As próximas relações de Kubitschek com os governantes estadunidenses, de ambos partidos, vinham desde antes de seu mandato como presidente. Um relatório “pessoal e confidencial” do então assessor especial da Casa Branca, o magnata do petróleo Nelson A. Rockefeller, ao presidente Eisenhower, após a eleição de JKem dezembro de 1955, mostrava isso.
Para Rockefeller, JK era visto como um aliado importante: “O presidente eleito do Brasil, Juscelino Kubitschek, passou a ser o meu amigo. … Sob sua liderança, parece-me que há uma grande oportunidade para que as relações entre Brasil e EUA sejam muito mais próximas como há muito tempo não são”.
No mesmo relato, Rockefeller indicava que o contato pessoal seria fundamental, para que se desenvolvesse uma boa relação entre os países: “(…) Como muito brasileiros, ele é altamente personalista em seus sentimentos e por causa disso, estou tomando a liberdade de escrever esta nota para fazer uma sugestão relacionada à sua posse, que está próxima…. Eu tenho a sensação que, com base no grande sucesso de suas turnês de boa ‘vizinhança’ anteriores, seria possível que o vice-Presidente Nixon chefiasse a delegação da posse de Kubitschek no próximo mês, onde ele seria muito bem recebido no Brasil e ajudaria enormemente a começar de maneira forte o seu mandato”.

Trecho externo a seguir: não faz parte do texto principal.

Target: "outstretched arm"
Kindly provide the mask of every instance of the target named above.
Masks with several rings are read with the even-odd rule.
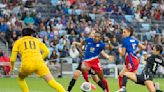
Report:
[[[11,67],[11,70],[14,69],[14,63],[17,59],[17,54],[18,54],[18,41],[16,41],[14,43],[14,46],[12,48],[12,52],[11,52],[11,57],[10,57],[10,67]]]
[[[114,57],[112,55],[108,55],[107,53],[105,53],[105,51],[101,51],[101,54],[107,58],[109,61],[114,61]]]

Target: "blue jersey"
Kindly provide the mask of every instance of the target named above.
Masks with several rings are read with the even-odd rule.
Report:
[[[126,54],[130,60],[130,63],[132,67],[134,67],[134,62],[131,56],[136,56],[136,50],[138,47],[139,42],[132,38],[132,37],[126,37],[122,40],[122,48],[126,49]]]
[[[96,58],[99,56],[101,51],[105,48],[105,43],[95,43],[93,38],[85,39],[86,48],[84,52],[84,60]]]
[[[135,51],[137,50],[138,44],[139,42],[132,37],[126,37],[122,41],[122,47],[126,49],[126,53],[134,56],[136,56]]]

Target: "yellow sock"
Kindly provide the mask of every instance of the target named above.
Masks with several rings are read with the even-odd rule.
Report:
[[[54,79],[49,80],[48,84],[56,89],[58,92],[66,92],[65,89],[63,88],[63,86],[61,84],[59,84],[58,82],[56,82]]]
[[[22,92],[29,92],[25,79],[21,79],[18,77],[18,83]]]

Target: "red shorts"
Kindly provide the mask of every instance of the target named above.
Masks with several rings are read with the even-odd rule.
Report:
[[[94,58],[92,60],[84,60],[83,63],[87,67],[93,69],[96,73],[102,71],[102,67],[98,58]]]
[[[130,55],[130,57],[131,57],[133,65],[130,63],[130,59],[128,55],[125,57],[125,65],[126,65],[126,68],[129,70],[129,72],[134,72],[135,70],[138,69],[139,60],[137,57],[133,55]]]

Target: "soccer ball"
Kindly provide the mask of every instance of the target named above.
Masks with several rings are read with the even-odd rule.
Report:
[[[81,84],[81,87],[80,88],[84,92],[90,92],[91,91],[91,83],[89,83],[89,82],[83,82]]]

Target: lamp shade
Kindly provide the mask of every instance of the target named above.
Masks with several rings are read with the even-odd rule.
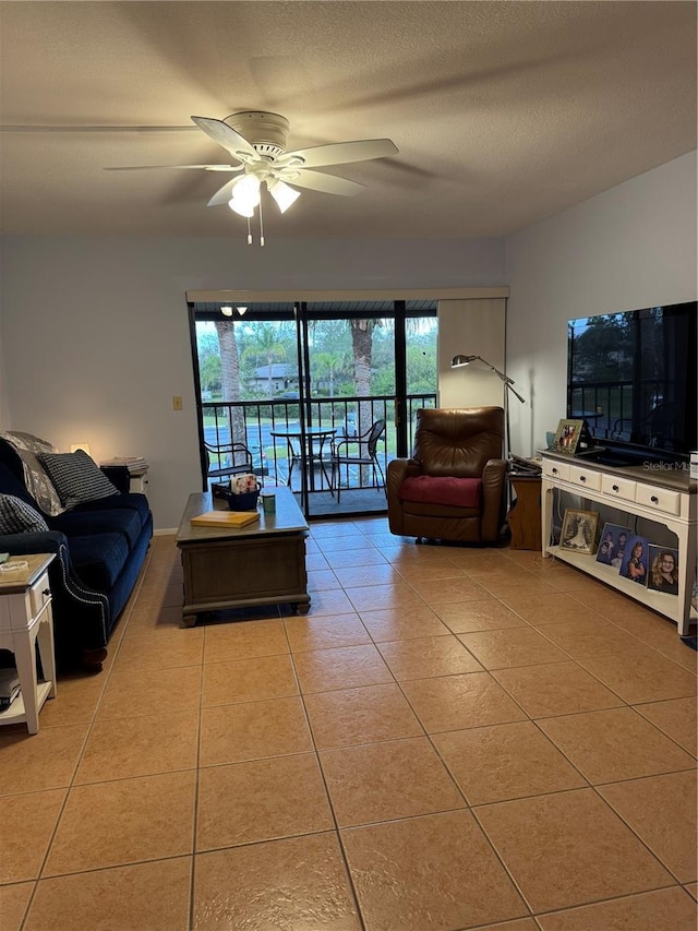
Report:
[[[285,181],[269,180],[266,182],[266,186],[281,213],[286,213],[291,204],[296,203],[301,195],[300,191],[289,188]]]

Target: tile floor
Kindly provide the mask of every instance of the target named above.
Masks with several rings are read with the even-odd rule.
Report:
[[[184,629],[157,537],[105,671],[0,730],[2,931],[695,931],[672,623],[384,517],[308,551],[308,616]]]

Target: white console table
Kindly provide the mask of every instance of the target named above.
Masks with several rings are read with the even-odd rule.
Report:
[[[698,493],[696,480],[689,479],[688,469],[611,467],[589,462],[582,456],[551,452],[542,452],[541,456],[543,556],[554,556],[671,618],[676,622],[679,635],[687,636],[690,633],[690,624],[696,622],[696,610],[691,609],[690,596],[696,578],[698,535]],[[654,592],[624,578],[617,569],[597,562],[595,554],[576,553],[552,545],[555,491],[566,491],[578,498],[615,508],[631,516],[663,524],[674,533],[678,541],[678,596]]]

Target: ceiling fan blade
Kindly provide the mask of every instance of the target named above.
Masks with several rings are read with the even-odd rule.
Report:
[[[151,168],[197,168],[204,171],[242,171],[244,165],[110,165],[105,171],[148,171]]]
[[[274,177],[286,181],[293,188],[309,188],[311,191],[322,191],[324,194],[341,194],[351,198],[365,190],[365,184],[350,181],[348,178],[337,178],[336,175],[324,175],[322,171],[308,171],[305,168],[289,171],[274,172]]]
[[[192,132],[195,127],[0,126],[0,132]]]
[[[216,193],[206,204],[207,207],[219,207],[221,204],[227,204],[230,198],[232,196],[232,189],[239,181],[239,178],[232,178],[230,181],[226,181],[222,188],[218,188]]]
[[[253,145],[250,145],[248,140],[230,129],[222,120],[213,119],[213,117],[192,117],[198,129],[203,130],[207,136],[227,148],[236,158],[241,155],[246,155],[248,160],[258,162],[260,156]]]
[[[389,139],[358,139],[353,142],[333,142],[329,145],[312,145],[285,152],[276,159],[285,165],[302,158],[303,168],[320,168],[324,165],[345,165],[348,162],[365,162],[369,158],[384,158],[395,155],[397,145]]]

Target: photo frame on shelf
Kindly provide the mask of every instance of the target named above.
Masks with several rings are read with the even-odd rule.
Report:
[[[581,439],[581,433],[585,427],[583,420],[561,420],[557,423],[555,439],[551,451],[554,453],[564,453],[568,456],[574,456]]]
[[[621,524],[604,524],[599,537],[597,562],[621,569],[630,534],[629,527],[623,527]]]
[[[621,575],[636,582],[638,585],[647,585],[648,573],[648,548],[649,541],[646,537],[637,534],[628,537],[625,554],[621,563]]]
[[[593,556],[598,525],[598,511],[577,511],[568,508],[559,535],[561,549]]]
[[[650,544],[648,550],[647,587],[652,592],[678,595],[678,550],[654,544]]]

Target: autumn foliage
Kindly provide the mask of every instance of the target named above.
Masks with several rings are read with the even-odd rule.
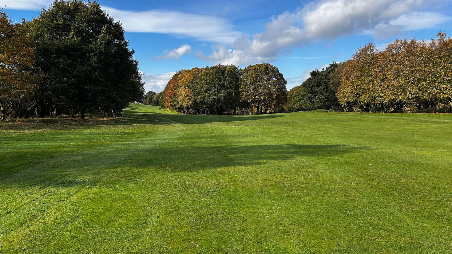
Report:
[[[233,65],[194,68],[173,76],[159,104],[189,114],[278,112],[287,101],[286,83],[278,68],[269,64],[250,65],[243,71]]]
[[[369,43],[342,70],[337,96],[346,110],[414,112],[452,107],[452,39],[397,40],[379,51]]]

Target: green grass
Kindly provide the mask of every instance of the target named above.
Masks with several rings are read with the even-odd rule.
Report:
[[[452,252],[452,115],[0,123],[0,253]]]

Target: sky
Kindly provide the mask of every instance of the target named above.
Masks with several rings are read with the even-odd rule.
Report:
[[[10,18],[39,16],[52,0],[0,0]],[[312,69],[351,58],[372,42],[452,34],[450,0],[100,0],[122,23],[146,91],[159,92],[178,70],[217,64],[268,62],[288,89]]]

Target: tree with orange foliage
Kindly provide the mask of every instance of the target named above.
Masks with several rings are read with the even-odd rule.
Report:
[[[0,10],[0,116],[28,117],[39,75],[30,41],[21,24]]]

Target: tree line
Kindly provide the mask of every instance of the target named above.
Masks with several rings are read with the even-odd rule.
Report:
[[[95,2],[56,0],[31,21],[0,11],[0,117],[116,116],[144,89],[119,22]]]
[[[452,111],[452,39],[396,40],[379,51],[369,43],[288,92],[287,111]]]
[[[189,114],[281,112],[287,102],[287,83],[268,63],[243,69],[234,65],[195,67],[174,74],[151,104]]]

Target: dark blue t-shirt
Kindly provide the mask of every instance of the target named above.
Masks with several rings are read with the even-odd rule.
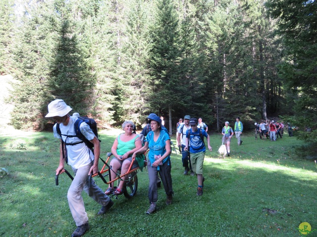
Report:
[[[199,135],[199,130],[202,130],[203,136],[206,138],[208,137],[208,134],[204,129],[197,128],[197,130],[194,132],[191,128],[186,131],[186,138],[188,138],[188,132],[190,131],[190,138],[189,138],[189,152],[191,153],[198,153],[199,152],[206,152],[206,147],[205,145],[204,141],[200,138]]]

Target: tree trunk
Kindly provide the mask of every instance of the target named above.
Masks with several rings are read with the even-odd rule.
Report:
[[[168,124],[169,124],[169,136],[173,134],[173,126],[172,125],[172,110],[170,105],[168,106]]]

Desde sua campanha, JK era visto pela Casa Branca como garantia de bons negócios e de luta contra o comunismo no País. No mesmo relatório, ainda em 1955, Rockefeller descrevia com bons olhos o Plano de Metas, a aproximação com os EUA e o seu anticomunismo: “Kubitschek mencionou seus planos de promover um grande desenvolvimento da economia brasileira… ele disse que os EUA eram o único país que poderia auxiliá-lo a aprofundar seus planos econômicos… Kubitschek relatou que ele não era comunista e que não permitiria que comunistas fossem ativos no seu governo”.
As escolhas de JK ao longo de sua carreira política, por um desenvolvimento econômico associado (fortemente financiado por bancos internacionais e impulsionado por empresas estrangeiras), pela infraestrutura com base no transporte rodoviário e no petróleo, pelo incentivo às grandes indústrias automobilísticas, e o seu anticomunismo, aproximavam ainda mais Juscelino, eventual candidato à presidência em 1965 (possivelmente contra João Goulart) e os Estados Unidos.
As revelações dos documentos norte-americanos explicitando a colaboração de JKcom o embaixador Gordon na véspera do golpe também trazem elementos e lições aos políticos brasileiros de hoje. Muitas vezes o rompimento com a normalidade democrática, motivado por vantagens pessoais imediatas, pode desencadear, a médio e longo prazo, prejuízos incalculáveis ao país e, muitas vezes, a esses próprios políticos. A conjuntura de momento pode ser favorável, mas a História não perdoa.